小さな丘の上に建つ二階建ての古い家。この家は、時がゆっくり流れている。幽霊屋敷と噂されるその家にすむ女流作家は居心地のよいこの家を愛している。
血の海となった台所、床下の収納庫のマリネにされた子どもたち・・・・・・いったいこの家にはどんな記憶が潜んでいるのだろう。幽霊屋敷に魅了された人々の美しくて優雅なゴーストストーリー。恩田陸が描く幽霊屋敷の物語。ラストには驚愕の書き下ろし短編が!

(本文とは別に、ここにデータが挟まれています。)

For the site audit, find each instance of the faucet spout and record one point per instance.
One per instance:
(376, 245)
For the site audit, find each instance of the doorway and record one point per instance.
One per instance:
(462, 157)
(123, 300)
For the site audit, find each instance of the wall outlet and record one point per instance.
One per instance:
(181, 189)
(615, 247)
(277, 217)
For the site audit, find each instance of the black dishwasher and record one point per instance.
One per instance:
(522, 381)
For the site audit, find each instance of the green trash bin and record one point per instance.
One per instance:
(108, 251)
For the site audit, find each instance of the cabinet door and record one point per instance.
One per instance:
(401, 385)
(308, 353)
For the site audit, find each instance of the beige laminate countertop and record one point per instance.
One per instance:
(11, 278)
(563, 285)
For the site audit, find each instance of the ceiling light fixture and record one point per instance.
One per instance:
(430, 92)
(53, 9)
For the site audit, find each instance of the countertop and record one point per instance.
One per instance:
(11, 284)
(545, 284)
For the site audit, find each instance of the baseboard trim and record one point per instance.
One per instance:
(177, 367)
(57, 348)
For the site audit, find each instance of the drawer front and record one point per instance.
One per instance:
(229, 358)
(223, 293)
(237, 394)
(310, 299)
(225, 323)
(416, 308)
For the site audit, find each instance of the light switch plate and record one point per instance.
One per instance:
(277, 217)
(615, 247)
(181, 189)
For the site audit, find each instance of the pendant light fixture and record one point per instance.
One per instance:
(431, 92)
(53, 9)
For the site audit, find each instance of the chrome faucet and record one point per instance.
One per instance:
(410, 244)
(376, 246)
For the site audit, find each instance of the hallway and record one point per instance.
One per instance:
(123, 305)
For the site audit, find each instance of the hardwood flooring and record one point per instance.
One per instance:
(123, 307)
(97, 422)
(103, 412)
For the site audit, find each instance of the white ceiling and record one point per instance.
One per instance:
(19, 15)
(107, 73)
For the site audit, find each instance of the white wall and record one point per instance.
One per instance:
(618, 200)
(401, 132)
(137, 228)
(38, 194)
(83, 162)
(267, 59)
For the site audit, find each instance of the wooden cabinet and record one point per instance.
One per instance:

表題作のほか、「私は風の音に耳を澄ます」 「我々は失敗しつつある」 「あたしたちは互いの影を踏む」 「僕の可愛いお気に入り」 「奴らは夜に這ってくる」 「素敵なあなた」 「俺と彼らと彼女たち」 「私の家へようこそ」という連作物語。そして 「付記・われらの時代」

「私」――それが誰であるにしろ――しかいない家のはずなのに、蓮作それぞれにつけられたタイトルの人の多さはどうしたことだろう。そこからしてまず不穏である。物語はとても静かに穏やかに流れていく。語り口調も、激することなどこれっぽっちもなく、極めて落ち着いて淡々としている。それなのにこの身震いするような気配。時間を遡り、進み、気配のわけが解き明かされるが、それは何の解決でもない。積もり積もった人々の気配。その内語られているのがいつなのか、語るのが誰なのかさえあやふやになってくる。これからも必ず同じことがここで繰り返され続けるだろうという、ぞくりとするような予感だけが残る。不穏で不安で、しかしどこかうつくしい一冊である。